Contudo, desde que Lis ficou doente, ela deixou as aventuras de lado, só tinha tempo para a filha e, quando não estava ao seu lado no hospital, estava extravasando sua raiva e medo de perde-la no ateliê. Nunca trabalhou tanto, nunca produziu peças tão lindas. Quanto mais desesperada ficava, mais bela se tornava sua arte.
— Veja o que está dizendo, você será presa!
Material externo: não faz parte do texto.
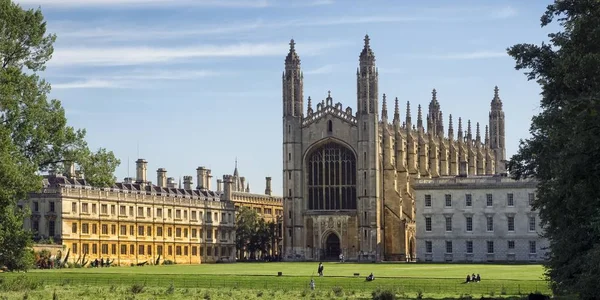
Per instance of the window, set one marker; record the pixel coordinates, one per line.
(511, 223)
(531, 223)
(448, 246)
(532, 247)
(490, 223)
(331, 180)
(531, 198)
(469, 224)
(490, 247)
(511, 245)
(448, 223)
(510, 199)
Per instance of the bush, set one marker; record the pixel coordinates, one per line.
(383, 295)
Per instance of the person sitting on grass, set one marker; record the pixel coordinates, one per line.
(371, 277)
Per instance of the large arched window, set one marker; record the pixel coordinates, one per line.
(331, 178)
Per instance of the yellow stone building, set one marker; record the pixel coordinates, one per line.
(135, 221)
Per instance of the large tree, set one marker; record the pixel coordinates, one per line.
(34, 136)
(564, 150)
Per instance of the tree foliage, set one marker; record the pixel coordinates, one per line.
(564, 150)
(253, 233)
(34, 135)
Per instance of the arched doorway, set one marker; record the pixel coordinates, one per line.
(332, 246)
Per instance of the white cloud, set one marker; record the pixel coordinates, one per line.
(127, 56)
(326, 69)
(137, 3)
(470, 55)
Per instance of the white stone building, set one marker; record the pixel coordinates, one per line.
(478, 219)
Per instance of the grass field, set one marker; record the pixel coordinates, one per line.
(260, 280)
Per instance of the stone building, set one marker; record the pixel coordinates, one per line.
(348, 176)
(477, 219)
(136, 221)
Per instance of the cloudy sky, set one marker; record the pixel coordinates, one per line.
(188, 83)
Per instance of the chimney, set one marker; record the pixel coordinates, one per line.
(171, 183)
(219, 185)
(161, 177)
(268, 186)
(70, 169)
(187, 182)
(463, 171)
(201, 175)
(141, 166)
(208, 179)
(228, 191)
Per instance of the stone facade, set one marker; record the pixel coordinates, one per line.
(477, 219)
(348, 177)
(135, 221)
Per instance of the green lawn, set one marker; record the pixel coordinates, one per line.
(432, 280)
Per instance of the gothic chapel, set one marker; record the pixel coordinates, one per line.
(348, 177)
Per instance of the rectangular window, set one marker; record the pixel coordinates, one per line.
(531, 197)
(490, 223)
(511, 245)
(490, 247)
(532, 247)
(448, 246)
(469, 224)
(511, 223)
(428, 247)
(448, 223)
(448, 198)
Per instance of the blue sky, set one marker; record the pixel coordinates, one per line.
(198, 83)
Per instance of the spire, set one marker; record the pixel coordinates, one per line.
(292, 57)
(384, 108)
(419, 117)
(396, 111)
(450, 127)
(496, 102)
(408, 118)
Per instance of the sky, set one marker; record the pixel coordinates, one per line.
(188, 83)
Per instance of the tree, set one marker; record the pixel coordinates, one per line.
(34, 134)
(564, 150)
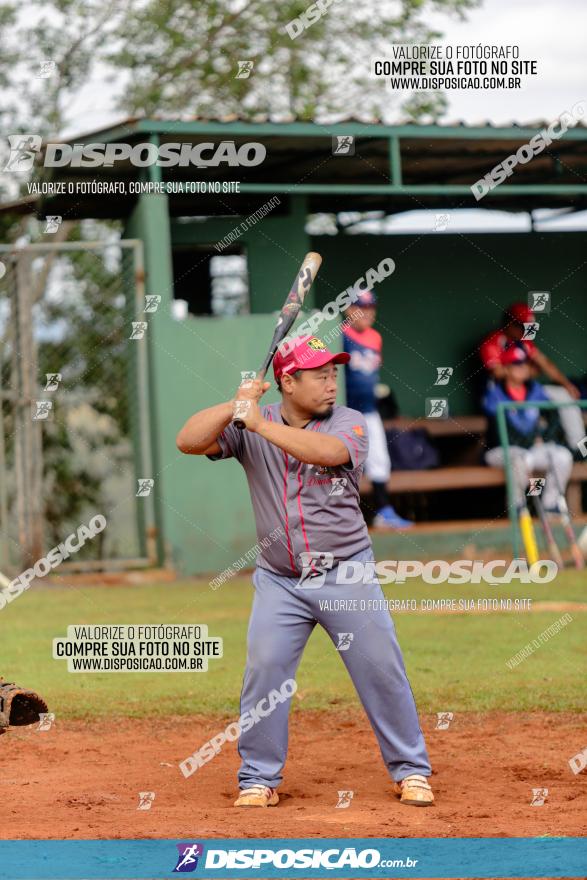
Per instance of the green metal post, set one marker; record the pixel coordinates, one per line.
(395, 162)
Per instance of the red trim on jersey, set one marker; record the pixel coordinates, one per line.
(286, 515)
(299, 476)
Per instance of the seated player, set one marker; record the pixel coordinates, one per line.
(363, 343)
(533, 444)
(562, 390)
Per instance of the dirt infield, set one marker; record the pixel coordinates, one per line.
(82, 781)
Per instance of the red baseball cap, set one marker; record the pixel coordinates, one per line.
(514, 354)
(520, 312)
(305, 353)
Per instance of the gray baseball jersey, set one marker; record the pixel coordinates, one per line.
(316, 507)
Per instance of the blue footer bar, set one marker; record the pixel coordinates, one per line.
(301, 858)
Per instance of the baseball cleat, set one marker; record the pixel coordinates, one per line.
(257, 796)
(414, 791)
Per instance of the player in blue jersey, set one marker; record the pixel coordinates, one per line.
(364, 345)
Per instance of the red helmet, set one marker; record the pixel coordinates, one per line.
(515, 354)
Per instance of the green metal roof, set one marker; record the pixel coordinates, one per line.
(395, 167)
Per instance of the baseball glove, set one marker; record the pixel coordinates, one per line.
(18, 706)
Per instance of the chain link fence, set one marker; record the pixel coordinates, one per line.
(74, 407)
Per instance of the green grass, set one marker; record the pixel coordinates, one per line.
(455, 663)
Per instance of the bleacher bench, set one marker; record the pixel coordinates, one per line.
(461, 477)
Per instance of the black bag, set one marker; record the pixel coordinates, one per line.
(411, 450)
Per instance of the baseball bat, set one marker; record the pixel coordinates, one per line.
(289, 312)
(565, 515)
(528, 536)
(548, 533)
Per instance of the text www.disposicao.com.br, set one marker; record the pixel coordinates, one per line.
(135, 664)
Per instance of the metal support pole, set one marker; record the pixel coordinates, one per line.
(509, 476)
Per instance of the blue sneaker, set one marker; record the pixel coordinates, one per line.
(387, 518)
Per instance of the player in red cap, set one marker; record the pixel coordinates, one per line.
(303, 458)
(534, 435)
(364, 345)
(517, 325)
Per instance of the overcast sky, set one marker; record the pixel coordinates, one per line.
(552, 32)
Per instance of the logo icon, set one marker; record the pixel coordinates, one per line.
(314, 567)
(443, 720)
(536, 486)
(241, 408)
(344, 641)
(344, 799)
(444, 374)
(343, 145)
(578, 762)
(338, 485)
(436, 408)
(53, 222)
(144, 487)
(244, 69)
(539, 301)
(42, 410)
(539, 795)
(187, 860)
(138, 329)
(46, 720)
(530, 330)
(53, 380)
(152, 301)
(46, 69)
(441, 222)
(23, 151)
(146, 799)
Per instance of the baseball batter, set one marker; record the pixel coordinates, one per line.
(303, 460)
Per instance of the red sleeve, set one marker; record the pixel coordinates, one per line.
(490, 351)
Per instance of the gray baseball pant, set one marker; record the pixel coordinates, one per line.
(282, 619)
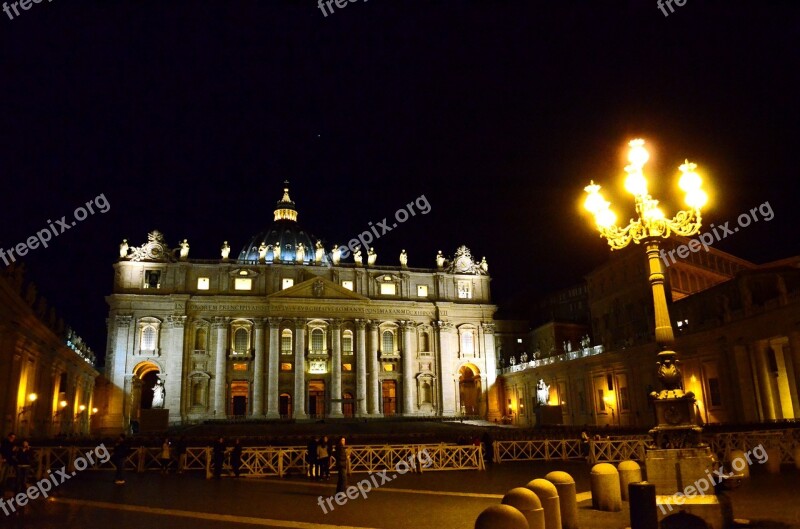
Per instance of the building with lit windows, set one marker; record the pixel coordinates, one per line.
(47, 373)
(286, 329)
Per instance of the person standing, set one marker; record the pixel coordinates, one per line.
(323, 459)
(342, 465)
(165, 456)
(218, 456)
(236, 457)
(120, 454)
(311, 457)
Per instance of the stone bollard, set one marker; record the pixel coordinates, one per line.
(526, 502)
(501, 517)
(629, 472)
(741, 470)
(548, 495)
(605, 488)
(773, 462)
(568, 502)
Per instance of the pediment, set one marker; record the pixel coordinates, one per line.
(318, 288)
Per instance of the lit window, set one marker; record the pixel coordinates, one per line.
(388, 342)
(347, 342)
(243, 283)
(286, 342)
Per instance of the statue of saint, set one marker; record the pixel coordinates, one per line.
(319, 252)
(158, 395)
(542, 392)
(185, 249)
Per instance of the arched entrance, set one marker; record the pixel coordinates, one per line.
(469, 389)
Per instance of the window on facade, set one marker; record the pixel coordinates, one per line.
(347, 342)
(149, 335)
(241, 341)
(286, 342)
(467, 343)
(152, 279)
(243, 283)
(388, 342)
(465, 289)
(317, 341)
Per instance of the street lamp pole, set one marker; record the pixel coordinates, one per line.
(675, 409)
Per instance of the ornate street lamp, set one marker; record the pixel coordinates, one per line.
(675, 410)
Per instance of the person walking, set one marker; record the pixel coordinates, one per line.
(342, 465)
(218, 455)
(311, 457)
(23, 459)
(236, 457)
(119, 456)
(6, 458)
(165, 456)
(323, 459)
(180, 453)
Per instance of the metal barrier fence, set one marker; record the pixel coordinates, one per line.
(277, 461)
(618, 449)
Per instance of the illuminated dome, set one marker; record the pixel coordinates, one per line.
(284, 233)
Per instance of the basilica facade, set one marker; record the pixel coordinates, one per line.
(289, 330)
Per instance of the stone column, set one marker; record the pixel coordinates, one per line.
(258, 369)
(409, 359)
(173, 376)
(220, 376)
(299, 401)
(273, 370)
(372, 395)
(336, 369)
(444, 332)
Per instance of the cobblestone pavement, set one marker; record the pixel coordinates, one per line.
(433, 500)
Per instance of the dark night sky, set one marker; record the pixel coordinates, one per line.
(189, 115)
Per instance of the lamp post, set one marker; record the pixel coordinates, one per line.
(674, 409)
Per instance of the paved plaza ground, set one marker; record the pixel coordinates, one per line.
(432, 500)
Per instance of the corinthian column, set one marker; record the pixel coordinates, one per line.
(220, 376)
(409, 382)
(373, 388)
(273, 411)
(258, 369)
(299, 406)
(336, 369)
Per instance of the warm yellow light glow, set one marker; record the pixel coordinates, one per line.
(696, 198)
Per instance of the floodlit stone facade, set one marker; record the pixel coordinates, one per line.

— A polícia não tem provas concretas. Você, Rodrigo e eu, fomos entregar uma encomenda em outra cidade, o que é verdade e pode ser comprovado pelo cliente e por câmeras de segurança do posto de gasolina em que paramos…
— Um álibi irrefutável, já que para chegar até aquele banco levaríamos, pelo menos, três horas. Passamos no posto de gasolina às 10h da manhã e o assalto ocorreu um pouco depois do meio-dia — Rodrigo completou, entendendo o ponto de vista da amiga.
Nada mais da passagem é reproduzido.